Growing up in Bangladesh, one of my main concerns was women’s health. Since my teenage years, I have always thought about how to provide more competent and compassionate care for women. In Bangladesh, the general scarcity of doctors, and people’s narrow mindedness toward women and “womanly” diseases, often leads women to suffer unnecessarily. Due to the scarcity of female doctors especially, most women don't receive adequate treatment, which leads to serious health issues over time. Furthermore, in Bangladeshi schools, teachers hesitate to talk about bodily processes, leaving young girls struggling to gain perspective about the changes in their body. Likewise, many even believe that to go to the hospital for delivery is shameful, making infant mortality another major health issue. These are the primary reasons I want to become a doctor.
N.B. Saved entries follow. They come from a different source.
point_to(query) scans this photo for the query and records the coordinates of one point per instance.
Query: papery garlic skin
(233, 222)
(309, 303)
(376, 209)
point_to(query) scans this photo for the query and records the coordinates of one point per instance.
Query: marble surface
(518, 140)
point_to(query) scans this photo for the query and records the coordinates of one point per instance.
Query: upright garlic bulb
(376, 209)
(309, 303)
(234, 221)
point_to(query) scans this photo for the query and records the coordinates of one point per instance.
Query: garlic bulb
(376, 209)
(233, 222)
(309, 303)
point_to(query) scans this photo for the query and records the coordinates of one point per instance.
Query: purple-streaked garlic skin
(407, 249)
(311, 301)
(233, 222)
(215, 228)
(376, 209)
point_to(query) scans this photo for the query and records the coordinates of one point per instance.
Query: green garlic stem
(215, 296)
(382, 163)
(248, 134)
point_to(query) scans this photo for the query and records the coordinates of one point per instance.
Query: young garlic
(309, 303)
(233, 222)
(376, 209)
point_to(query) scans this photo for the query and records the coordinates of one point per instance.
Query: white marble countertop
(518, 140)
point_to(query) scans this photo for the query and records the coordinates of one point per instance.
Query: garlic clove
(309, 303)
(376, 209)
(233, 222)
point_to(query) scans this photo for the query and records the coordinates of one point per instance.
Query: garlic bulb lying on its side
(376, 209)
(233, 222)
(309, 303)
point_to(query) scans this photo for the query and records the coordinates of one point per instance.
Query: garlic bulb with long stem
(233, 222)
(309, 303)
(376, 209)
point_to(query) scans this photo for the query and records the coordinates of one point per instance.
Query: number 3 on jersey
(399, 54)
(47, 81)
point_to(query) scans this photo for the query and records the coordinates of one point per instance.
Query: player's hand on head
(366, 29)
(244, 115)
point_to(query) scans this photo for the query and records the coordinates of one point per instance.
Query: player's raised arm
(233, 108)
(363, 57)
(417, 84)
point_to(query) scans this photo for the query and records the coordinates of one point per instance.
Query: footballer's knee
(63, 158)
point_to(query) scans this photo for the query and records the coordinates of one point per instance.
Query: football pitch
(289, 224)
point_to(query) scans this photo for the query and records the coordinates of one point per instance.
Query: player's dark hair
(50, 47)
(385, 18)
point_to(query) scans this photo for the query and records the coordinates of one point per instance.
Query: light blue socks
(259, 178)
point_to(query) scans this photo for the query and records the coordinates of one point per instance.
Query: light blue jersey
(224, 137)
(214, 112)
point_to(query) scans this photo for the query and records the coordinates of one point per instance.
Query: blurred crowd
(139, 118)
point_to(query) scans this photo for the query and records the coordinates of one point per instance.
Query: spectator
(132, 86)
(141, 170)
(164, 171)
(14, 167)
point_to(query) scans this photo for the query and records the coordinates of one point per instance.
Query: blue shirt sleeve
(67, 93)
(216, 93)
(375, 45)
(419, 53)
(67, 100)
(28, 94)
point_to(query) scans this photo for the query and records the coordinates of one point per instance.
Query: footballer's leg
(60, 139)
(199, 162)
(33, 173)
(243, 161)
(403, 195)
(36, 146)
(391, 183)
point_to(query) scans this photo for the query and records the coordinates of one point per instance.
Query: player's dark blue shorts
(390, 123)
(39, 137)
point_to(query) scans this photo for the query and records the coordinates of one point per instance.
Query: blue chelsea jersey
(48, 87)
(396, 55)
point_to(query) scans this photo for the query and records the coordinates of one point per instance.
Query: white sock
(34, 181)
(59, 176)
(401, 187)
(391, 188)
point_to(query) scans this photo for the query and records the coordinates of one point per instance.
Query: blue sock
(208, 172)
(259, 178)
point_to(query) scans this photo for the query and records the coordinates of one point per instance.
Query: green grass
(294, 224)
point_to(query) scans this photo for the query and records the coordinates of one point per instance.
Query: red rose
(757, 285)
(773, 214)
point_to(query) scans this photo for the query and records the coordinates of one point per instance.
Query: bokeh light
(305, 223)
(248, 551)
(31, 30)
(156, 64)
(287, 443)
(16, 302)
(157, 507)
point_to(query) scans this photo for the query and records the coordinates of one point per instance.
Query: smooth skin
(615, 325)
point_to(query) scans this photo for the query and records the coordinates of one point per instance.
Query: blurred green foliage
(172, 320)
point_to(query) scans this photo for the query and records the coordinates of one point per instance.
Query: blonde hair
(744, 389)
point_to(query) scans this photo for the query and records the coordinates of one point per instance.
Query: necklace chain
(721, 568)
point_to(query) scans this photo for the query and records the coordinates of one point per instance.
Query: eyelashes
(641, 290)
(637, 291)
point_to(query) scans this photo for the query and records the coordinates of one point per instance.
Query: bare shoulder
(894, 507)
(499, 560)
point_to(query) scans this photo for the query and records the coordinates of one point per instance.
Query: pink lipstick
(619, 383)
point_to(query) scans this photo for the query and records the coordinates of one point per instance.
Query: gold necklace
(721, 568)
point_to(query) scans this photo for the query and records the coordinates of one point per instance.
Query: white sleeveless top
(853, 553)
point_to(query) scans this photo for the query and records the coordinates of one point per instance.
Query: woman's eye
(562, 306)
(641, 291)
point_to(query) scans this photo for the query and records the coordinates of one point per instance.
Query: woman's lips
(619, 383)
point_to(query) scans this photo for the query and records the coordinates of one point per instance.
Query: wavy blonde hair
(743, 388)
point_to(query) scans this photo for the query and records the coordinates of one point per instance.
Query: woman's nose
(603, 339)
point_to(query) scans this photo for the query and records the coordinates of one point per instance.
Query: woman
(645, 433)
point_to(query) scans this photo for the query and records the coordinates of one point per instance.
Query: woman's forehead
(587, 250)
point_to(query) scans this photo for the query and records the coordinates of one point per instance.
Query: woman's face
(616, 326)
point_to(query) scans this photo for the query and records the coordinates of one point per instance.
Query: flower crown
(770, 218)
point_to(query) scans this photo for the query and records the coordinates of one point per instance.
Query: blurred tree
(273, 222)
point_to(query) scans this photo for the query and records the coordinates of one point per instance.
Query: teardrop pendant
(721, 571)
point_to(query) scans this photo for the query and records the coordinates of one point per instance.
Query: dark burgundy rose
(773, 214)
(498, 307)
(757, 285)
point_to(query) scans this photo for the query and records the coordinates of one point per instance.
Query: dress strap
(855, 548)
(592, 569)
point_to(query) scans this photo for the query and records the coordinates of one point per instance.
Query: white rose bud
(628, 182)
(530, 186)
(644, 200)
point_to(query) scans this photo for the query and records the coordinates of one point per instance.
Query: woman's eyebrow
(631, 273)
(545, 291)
My goal is to build a health education network so people can have better access to health, and ultimately better lives and communities. I not only want to provide treatment, but also to inform people so they can make healthy decisions. I want to help to address these problems by creating a network of doctors in the U.S. and Bangladesh who can cooperate so that medical knowledge can be more effectively shared. Above all, I want to help to change the approach to women’s health by providing information to women, as well as to men, so that in countries like Bangladesh, we can begin to make women's health a priority.
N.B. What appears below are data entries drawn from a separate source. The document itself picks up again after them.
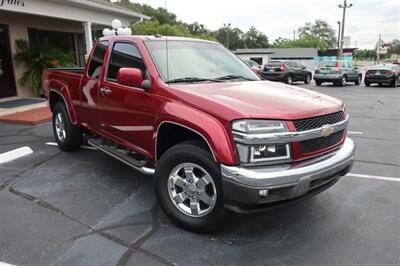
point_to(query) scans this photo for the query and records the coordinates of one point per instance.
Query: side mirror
(131, 77)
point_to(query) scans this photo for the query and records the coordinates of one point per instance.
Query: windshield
(327, 64)
(193, 61)
(385, 66)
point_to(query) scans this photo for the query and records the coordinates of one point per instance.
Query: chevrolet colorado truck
(216, 138)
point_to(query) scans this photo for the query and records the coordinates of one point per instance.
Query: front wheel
(358, 81)
(343, 81)
(307, 79)
(289, 79)
(188, 187)
(68, 137)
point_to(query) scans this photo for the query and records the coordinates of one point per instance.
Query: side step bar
(121, 155)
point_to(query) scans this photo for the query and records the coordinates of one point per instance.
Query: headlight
(259, 126)
(260, 153)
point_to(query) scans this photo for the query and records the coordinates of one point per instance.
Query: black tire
(358, 81)
(307, 79)
(343, 81)
(289, 79)
(190, 152)
(72, 139)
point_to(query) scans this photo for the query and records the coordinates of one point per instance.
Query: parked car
(287, 71)
(383, 74)
(253, 65)
(215, 137)
(338, 72)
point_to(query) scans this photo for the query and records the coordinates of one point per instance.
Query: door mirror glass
(131, 77)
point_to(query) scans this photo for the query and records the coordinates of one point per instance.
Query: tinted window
(124, 55)
(97, 61)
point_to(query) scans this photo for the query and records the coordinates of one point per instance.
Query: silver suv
(337, 71)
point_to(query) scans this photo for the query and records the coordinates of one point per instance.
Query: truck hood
(256, 99)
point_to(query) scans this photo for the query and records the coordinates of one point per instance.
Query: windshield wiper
(231, 77)
(190, 79)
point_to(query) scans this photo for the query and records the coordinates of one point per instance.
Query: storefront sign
(12, 2)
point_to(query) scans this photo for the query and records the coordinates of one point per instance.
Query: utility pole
(338, 46)
(227, 34)
(344, 7)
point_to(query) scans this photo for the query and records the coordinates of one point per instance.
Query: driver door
(127, 113)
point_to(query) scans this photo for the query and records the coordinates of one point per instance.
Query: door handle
(105, 91)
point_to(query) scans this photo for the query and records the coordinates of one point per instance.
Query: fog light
(263, 193)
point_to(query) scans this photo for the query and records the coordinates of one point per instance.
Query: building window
(66, 41)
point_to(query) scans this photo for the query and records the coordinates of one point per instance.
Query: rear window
(385, 66)
(327, 64)
(96, 63)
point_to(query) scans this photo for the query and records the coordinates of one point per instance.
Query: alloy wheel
(192, 190)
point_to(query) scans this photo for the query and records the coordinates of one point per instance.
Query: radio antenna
(166, 43)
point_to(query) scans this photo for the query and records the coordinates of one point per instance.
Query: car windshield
(191, 61)
(327, 64)
(385, 66)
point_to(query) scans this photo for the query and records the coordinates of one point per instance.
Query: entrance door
(7, 82)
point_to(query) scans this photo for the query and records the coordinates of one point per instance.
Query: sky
(365, 20)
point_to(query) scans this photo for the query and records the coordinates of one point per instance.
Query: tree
(320, 29)
(255, 39)
(235, 37)
(281, 42)
(305, 41)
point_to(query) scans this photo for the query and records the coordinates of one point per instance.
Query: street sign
(381, 50)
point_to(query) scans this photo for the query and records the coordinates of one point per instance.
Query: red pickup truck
(215, 137)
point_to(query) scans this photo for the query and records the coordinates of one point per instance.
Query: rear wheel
(395, 82)
(343, 81)
(68, 137)
(307, 79)
(358, 81)
(188, 187)
(289, 79)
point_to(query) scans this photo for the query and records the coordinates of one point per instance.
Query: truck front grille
(317, 144)
(316, 122)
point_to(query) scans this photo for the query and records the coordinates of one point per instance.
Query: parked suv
(337, 71)
(286, 71)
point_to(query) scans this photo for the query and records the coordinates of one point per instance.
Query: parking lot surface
(86, 208)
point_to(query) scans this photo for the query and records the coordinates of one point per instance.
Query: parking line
(82, 147)
(376, 177)
(355, 132)
(5, 264)
(15, 154)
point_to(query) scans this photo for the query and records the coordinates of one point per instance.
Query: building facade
(64, 24)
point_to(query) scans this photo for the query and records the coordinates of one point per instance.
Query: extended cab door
(89, 109)
(127, 113)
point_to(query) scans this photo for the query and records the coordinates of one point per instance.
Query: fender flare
(63, 92)
(209, 128)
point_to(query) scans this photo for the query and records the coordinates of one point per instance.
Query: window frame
(104, 60)
(109, 61)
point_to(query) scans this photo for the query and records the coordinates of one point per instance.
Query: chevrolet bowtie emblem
(327, 130)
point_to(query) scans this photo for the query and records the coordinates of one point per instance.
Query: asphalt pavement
(86, 208)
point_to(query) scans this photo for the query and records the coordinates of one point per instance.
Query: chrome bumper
(300, 174)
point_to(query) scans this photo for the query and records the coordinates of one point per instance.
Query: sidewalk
(30, 114)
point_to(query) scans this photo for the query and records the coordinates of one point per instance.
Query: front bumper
(328, 77)
(285, 183)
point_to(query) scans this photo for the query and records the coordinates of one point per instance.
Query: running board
(122, 155)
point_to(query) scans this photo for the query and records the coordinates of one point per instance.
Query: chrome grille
(317, 144)
(316, 122)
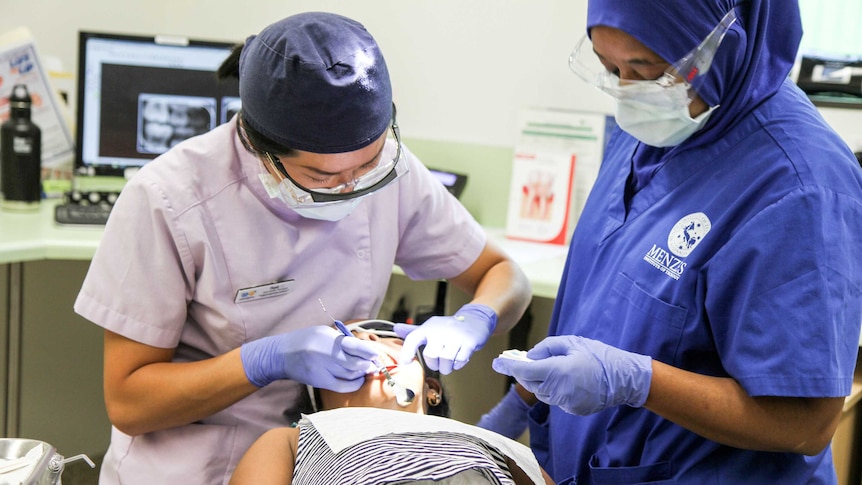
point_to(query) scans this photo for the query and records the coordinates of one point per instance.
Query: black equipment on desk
(85, 208)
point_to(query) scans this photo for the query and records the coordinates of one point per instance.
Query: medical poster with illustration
(556, 162)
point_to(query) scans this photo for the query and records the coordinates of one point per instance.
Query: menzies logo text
(663, 260)
(683, 238)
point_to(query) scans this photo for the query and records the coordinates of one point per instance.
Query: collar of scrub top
(377, 178)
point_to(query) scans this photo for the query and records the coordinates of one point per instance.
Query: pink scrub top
(196, 256)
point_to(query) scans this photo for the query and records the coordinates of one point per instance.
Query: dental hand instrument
(403, 395)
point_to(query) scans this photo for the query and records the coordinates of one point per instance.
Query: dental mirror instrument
(403, 395)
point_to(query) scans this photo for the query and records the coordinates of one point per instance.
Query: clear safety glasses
(376, 178)
(584, 62)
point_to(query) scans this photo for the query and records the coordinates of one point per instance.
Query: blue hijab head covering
(751, 64)
(315, 82)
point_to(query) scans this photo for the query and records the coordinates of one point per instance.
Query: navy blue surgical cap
(315, 82)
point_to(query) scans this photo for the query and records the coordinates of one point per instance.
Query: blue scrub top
(739, 258)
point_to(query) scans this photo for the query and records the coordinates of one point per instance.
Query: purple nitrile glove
(449, 341)
(319, 356)
(580, 375)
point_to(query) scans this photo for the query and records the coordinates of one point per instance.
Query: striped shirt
(397, 458)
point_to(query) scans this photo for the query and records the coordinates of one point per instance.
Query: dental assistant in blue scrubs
(707, 324)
So far, my decision to assume this responsibility has had positive effects. I am a sophomore at CUNY Lehman College where I'm earning a bachelor's degree in Biology. This transition has allowed me to shape my individuality and to discover that I have the courage to decide many aspects of my life. The belief that I can make positive things happen is constant inspiration in the development of my autonomy. Being a NYNY fellow is the first step towards implementing my dreams. Through all the aspects of this program, such as being exposed to different career opportunities, learning how to network efficiently, and one-on-one mentoring, I am eager to be more assertive, and develop myself professionally. The program has allowed me to interact with people outside my community who have similar ambitions and aspirations. The mentor coaches will be a great help in enriching my knowledge and giving me the technical support I need to grow. At the end of my journey with NYNY, I really hope to give back to my peers and my community more than I was given.